NMIS9 opstatus data
Introduction
opStatus Data saves information about the jobs performed on the queue and the result of the operation. This jobs are internal to NMIS9, related to the health and system maintenance, and it is not always related with a node. Contrary to status data, that save information related to a node.
Schema
This is the schema for the opstatus collection:
- Activity: collect - escalations - metrics - selftest
- Context:
- node_uuid
- queue_id
- queue_tag
- worker_progress
- Details: Detail of the operation; completed successfully - failed: loading failed… - Can’t call method…
- expire_at
- Stats:
- Time
- Status: ok - error
- Time
- Type: completed - exception
Example
{"_id":"5cbdb0fd2b1813502c414c52", "time":1555935485.269778, "stats": {"time":0.1784820556640625}, "context": {"queue_tag":null, "worker_process":20524, "queue_id":"5cbdb0fd2b1813500c414988"}, "type":"completed", "expire_at":"2019-06-21T12:18:05.269Z", "details":"completed successfully, backup saved as /usr/local/nmis9/backups/nmis-config-backup-2019-04-22-2218.tar.gz", "status":"ok", "activity":"configbackup"}
opStatus data can be visualised on the NMIS9 interface:
http://volla.opmantek.com/cgi-nmis9/opstatus.pl
How NMIS9 handles opStatus data
- Nmisng saves or updates the status of an operation, called by the nmisd demon.

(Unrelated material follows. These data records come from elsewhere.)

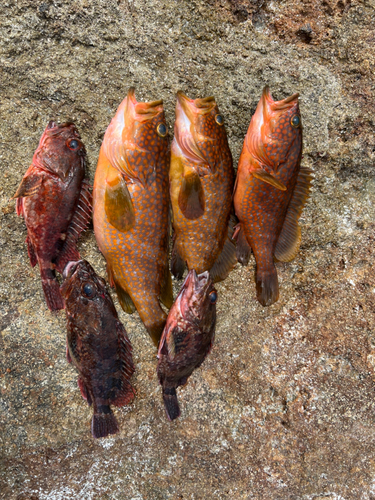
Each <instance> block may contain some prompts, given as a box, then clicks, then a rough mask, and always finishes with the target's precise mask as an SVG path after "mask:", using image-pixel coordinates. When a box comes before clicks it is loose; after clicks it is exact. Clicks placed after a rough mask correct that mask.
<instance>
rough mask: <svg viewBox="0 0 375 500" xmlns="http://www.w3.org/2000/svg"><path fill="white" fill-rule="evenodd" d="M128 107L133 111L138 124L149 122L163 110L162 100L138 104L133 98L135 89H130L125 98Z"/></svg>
mask: <svg viewBox="0 0 375 500" xmlns="http://www.w3.org/2000/svg"><path fill="white" fill-rule="evenodd" d="M127 101H128V107H131V108H132V109H133V110H134V114H135V119H136V120H137V121H140V122H144V121H147V120H151V119H152V118H154V116H156V115H157V114H159V113H160V112H162V111H163V110H164V108H163V100H162V99H159V100H158V101H150V102H138V101H137V99H136V97H135V87H130V89H129V91H128V96H127Z"/></svg>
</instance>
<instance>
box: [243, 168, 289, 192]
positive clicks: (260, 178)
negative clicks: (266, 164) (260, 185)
mask: <svg viewBox="0 0 375 500" xmlns="http://www.w3.org/2000/svg"><path fill="white" fill-rule="evenodd" d="M251 174H252V175H253V176H254V177H255V178H256V179H259V180H260V181H263V182H266V183H267V184H270V185H271V186H273V187H274V188H276V189H280V191H286V187H285V186H284V184H283V183H282V182H280V181H279V180H278V179H276V177H274V176H273V175H272V174H269V173H268V172H266V171H265V170H263V169H262V168H259V169H256V170H251Z"/></svg>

- An opstatus data is created/updated:
- with the result of a queue job
- when the worker starts/performs/stops an operation
- when a job finish with an error, or is completed successfully.
- The expiration date is almost 2 months by default (purge_opstatus_after is 5184000):
$expire_at = $statusrec->{time} + ( $self->config->{purge_opstatus_after} || 60 * 86400 );
- Used by selftest to check where was the most recent operation for update and collect.

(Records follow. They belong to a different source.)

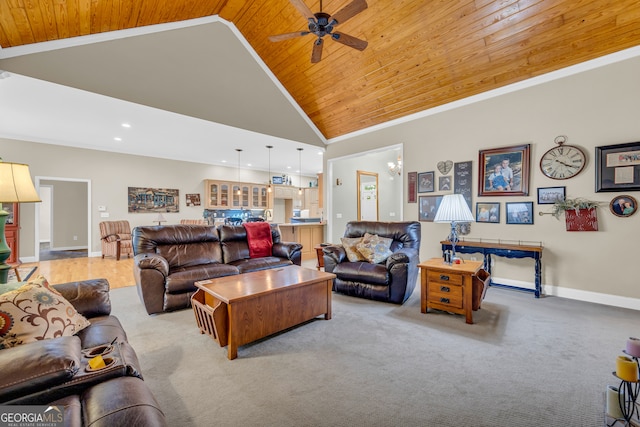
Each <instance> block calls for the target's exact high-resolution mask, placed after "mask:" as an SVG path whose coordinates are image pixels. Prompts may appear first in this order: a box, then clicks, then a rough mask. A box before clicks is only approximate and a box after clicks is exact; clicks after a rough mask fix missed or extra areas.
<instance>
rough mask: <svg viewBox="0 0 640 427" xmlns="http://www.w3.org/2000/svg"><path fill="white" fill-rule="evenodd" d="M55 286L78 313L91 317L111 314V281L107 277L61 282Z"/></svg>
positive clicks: (56, 288)
mask: <svg viewBox="0 0 640 427" xmlns="http://www.w3.org/2000/svg"><path fill="white" fill-rule="evenodd" d="M53 288H54V289H55V290H57V291H58V292H60V293H61V294H62V296H63V297H64V298H65V299H66V300H67V301H69V302H70V303H71V304H72V305H73V307H74V308H75V309H76V310H77V311H78V313H80V314H82V315H83V316H85V317H88V318H91V317H97V316H108V315H109V314H111V300H110V299H109V281H108V280H107V279H91V280H83V281H80V282H68V283H59V284H57V285H53Z"/></svg>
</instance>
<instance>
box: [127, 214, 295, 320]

- Used by nmisd to check when some operations were last tried/run/performed.
- A node deletes the opstatus data related when it is deleted.

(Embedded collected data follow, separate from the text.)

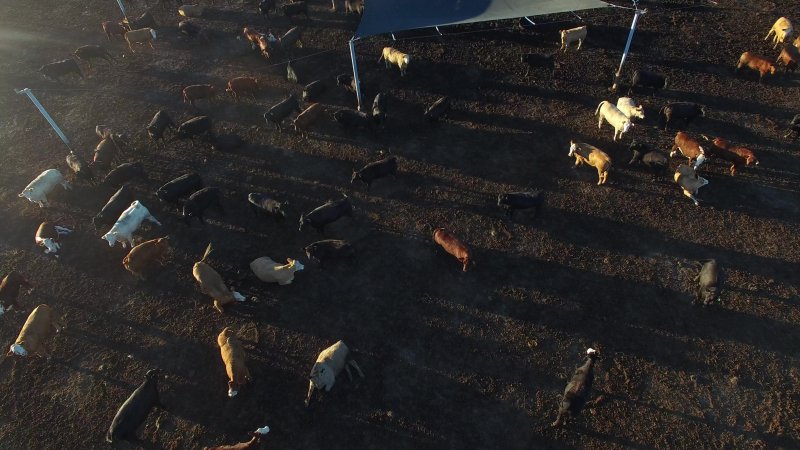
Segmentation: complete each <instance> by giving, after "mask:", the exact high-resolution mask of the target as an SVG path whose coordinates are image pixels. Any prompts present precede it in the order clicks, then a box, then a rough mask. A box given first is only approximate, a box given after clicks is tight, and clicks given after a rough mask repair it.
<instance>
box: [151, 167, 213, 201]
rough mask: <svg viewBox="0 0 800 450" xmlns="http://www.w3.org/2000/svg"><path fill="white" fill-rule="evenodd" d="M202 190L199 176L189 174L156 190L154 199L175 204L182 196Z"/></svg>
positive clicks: (202, 186)
mask: <svg viewBox="0 0 800 450" xmlns="http://www.w3.org/2000/svg"><path fill="white" fill-rule="evenodd" d="M202 188H203V179H202V178H200V175H198V174H196V173H194V172H189V173H186V174H183V175H181V176H179V177H178V178H175V179H174V180H172V181H169V182H167V183H166V184H164V185H163V186H161V187H160V188H158V190H157V191H156V197H158V198H159V199H160V200H162V201H165V202H168V203H175V202H177V201H178V199H179V198H181V197H183V196H184V195H187V194H189V193H190V192H192V191H195V190H198V189H202Z"/></svg>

- A node dumps their opstatus data.
- supports.pl exports the last 500 opstatus records. supports.pl exports collect data.
How OMK handles opStatus data
- opCharts records/update the status of an operation on its own database.
- opFlow records the status of an operation.
- opAddress saves an opstatus on the document (As oper_status)
- opHA records/update the status of an operation on its own database.
- The max age values by default (opCommon.nmis) are the following:
opaddress_opstatus_maxage => 604800, # seconds, 1 week
opflow_opstatus_maxage => 1209600, # seconds, 2 weeks
opconfig_opstatus_maxage => 604800, # seconds, 1 week
purge_opstatus_after => 86400*90, # 3 months (opHA).